Will these ever be collectible? Hell, no, unless I stumbled upon some unsung genius who will be lauded after their death. And oftentimes, this is what happens. We visited a museum in Mississippi, which showcased the pottery of "The Mad Potter of Biloxi" George Ohr. Ohr was never famous in his lifetime, but after he died, his heirs inherited trunks of his pottery. They managed to get some articles written about him in major newspapers, lauding this unsung artist, and they slowly sold off a few pieces as demand ramped up - sort of like a penny stock pump 'n dump - and it's been done before, too, with other photographers, painters, sculptors, and whatnot.
Good old market forces at work! If you can inherit a trove of artwork from some unknown - that is essentially worthless - you can increase its value by having articles written about the artist in the New York Times, or perhaps a documentary movie or whatever. If you can crank up demand, and control the supply, well, you can become rich. You needn't be a Guggenheim!
So find a broken-down artist friend, buy up all their works for cheap, so they can feed their heroin habit. When they die tragically, start a PR campaign to profile the misunderstood artist - and profit!

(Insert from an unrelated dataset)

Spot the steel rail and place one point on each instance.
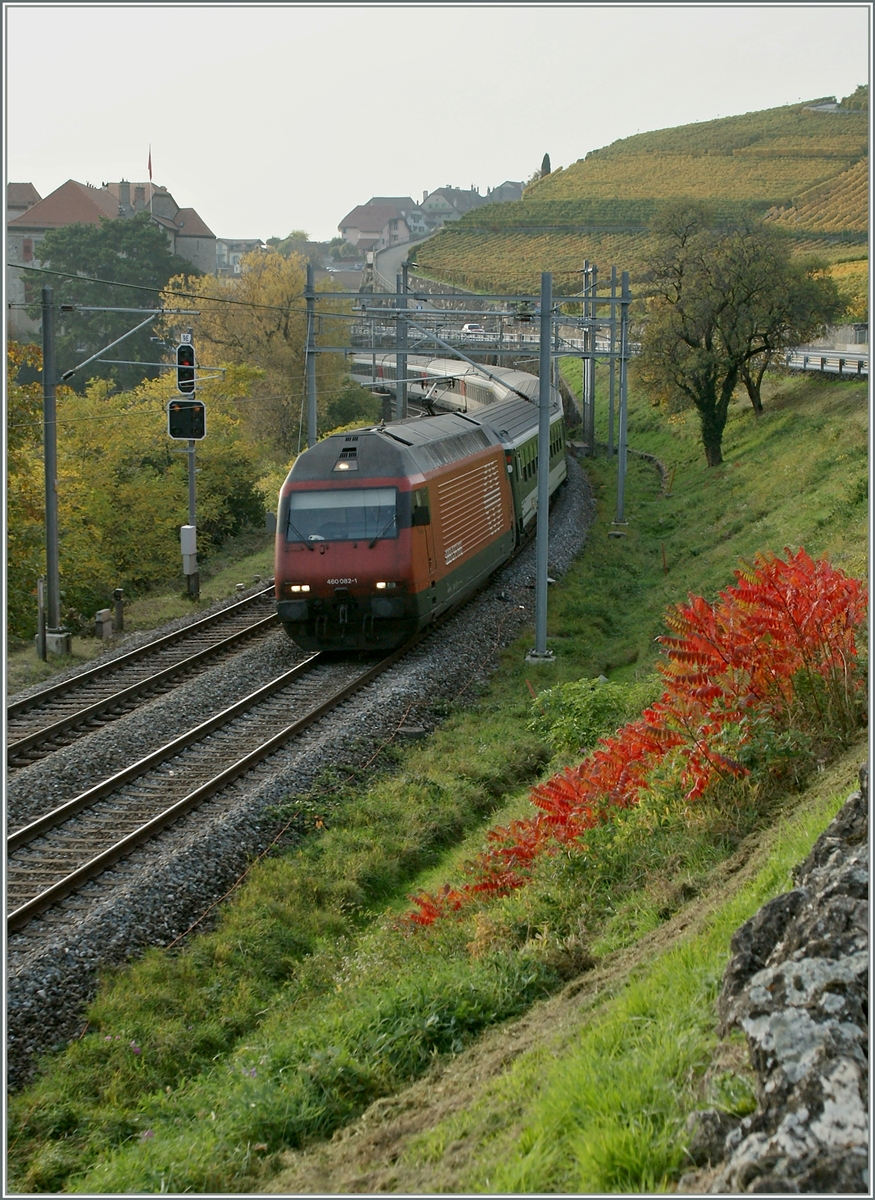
(127, 694)
(24, 913)
(59, 689)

This is not to say people have done this intentionally, only that was the way it worked out. Most artists don't profit from their works in their lifetime, except perhaps, Jeff Koons, who some would argue is not an artist at all. I have an old vacuum cleaner and some Plexiglas, why can't I be a millionaire? It would be funny, wouldn't it, if the cleaning lady at MoMA took one of his vacuum cleaner "art" objects out of its case, after hours, and cleaned the gallery with it - never realizing it was art - and then putting it back in place afterwords, with no one knowing. Every night for a year.
Sometimes abstract art gets too abstract.

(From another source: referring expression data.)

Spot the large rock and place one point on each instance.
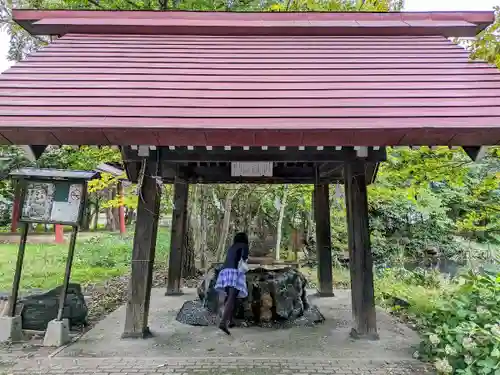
(273, 295)
(39, 309)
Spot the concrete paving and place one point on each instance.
(178, 348)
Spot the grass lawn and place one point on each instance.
(96, 259)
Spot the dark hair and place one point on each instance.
(241, 237)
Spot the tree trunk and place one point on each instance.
(279, 229)
(111, 223)
(188, 265)
(96, 214)
(190, 239)
(226, 221)
(203, 228)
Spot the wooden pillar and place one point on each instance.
(59, 229)
(177, 243)
(360, 256)
(16, 206)
(121, 209)
(323, 239)
(143, 255)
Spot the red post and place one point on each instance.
(121, 209)
(59, 233)
(15, 211)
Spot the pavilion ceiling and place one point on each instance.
(391, 81)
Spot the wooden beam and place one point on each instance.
(323, 239)
(177, 243)
(293, 173)
(360, 256)
(291, 154)
(476, 153)
(143, 254)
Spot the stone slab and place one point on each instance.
(11, 329)
(57, 333)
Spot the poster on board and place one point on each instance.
(47, 202)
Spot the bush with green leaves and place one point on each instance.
(462, 332)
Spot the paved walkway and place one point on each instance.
(180, 349)
(214, 366)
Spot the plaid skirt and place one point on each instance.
(231, 277)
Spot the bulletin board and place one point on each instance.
(52, 202)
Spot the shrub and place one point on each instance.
(462, 332)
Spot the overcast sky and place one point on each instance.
(410, 5)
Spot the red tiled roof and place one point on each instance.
(250, 90)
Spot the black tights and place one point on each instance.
(227, 315)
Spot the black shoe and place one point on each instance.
(223, 328)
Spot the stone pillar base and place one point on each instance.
(373, 336)
(57, 333)
(11, 329)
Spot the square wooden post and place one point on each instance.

But getting back to plebe art, chances are, you will spend more on framing than on art itself. When we bought our house in Jekyll, it had a long, long hallway going to the master bedroom. Lots of blank space and nothing on it. We had a calendar of travel posters from the 1930's which was published by the Smithsonian, printed on archival paper. We took it to a framing shop and they matted and framed all 12 prints, which we used to line the hall. They look great, and cost little - well, the framing cost a bit, to be sure!
We were in Maine and visited a gallery that had a beautiful original painting of the coast. The artist wanted over $5000 for the original painting and $500 for a lithograph print. Mark's brother surprised us with a poster copy ($25) which I think we spent over $300 having framed. It is a large piece and it looks great, and reminds us of that visit every time we look at it.

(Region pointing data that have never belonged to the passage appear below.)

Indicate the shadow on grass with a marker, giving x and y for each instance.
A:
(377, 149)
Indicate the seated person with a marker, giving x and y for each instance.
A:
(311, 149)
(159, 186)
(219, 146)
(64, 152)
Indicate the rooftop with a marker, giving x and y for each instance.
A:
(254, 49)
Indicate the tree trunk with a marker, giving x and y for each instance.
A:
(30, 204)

The point is, the idea that art is "unaffordable" is bunk. Art needn't cost a lot of money, and you should buy what you like to look at, rather than something sold to you on the premise that it is "valuable" or might someday be valuable.
Whether you like how something looks and enjoy looking at it, is more important - as you will have to look at it, for years at a time. And in that regard, with apologies to Mr. Avery, we have taken down the dreary Rochester print and put it in a closet for now. It may be art, but it is not pleasant to look at, unless one wants to be in a dark mood.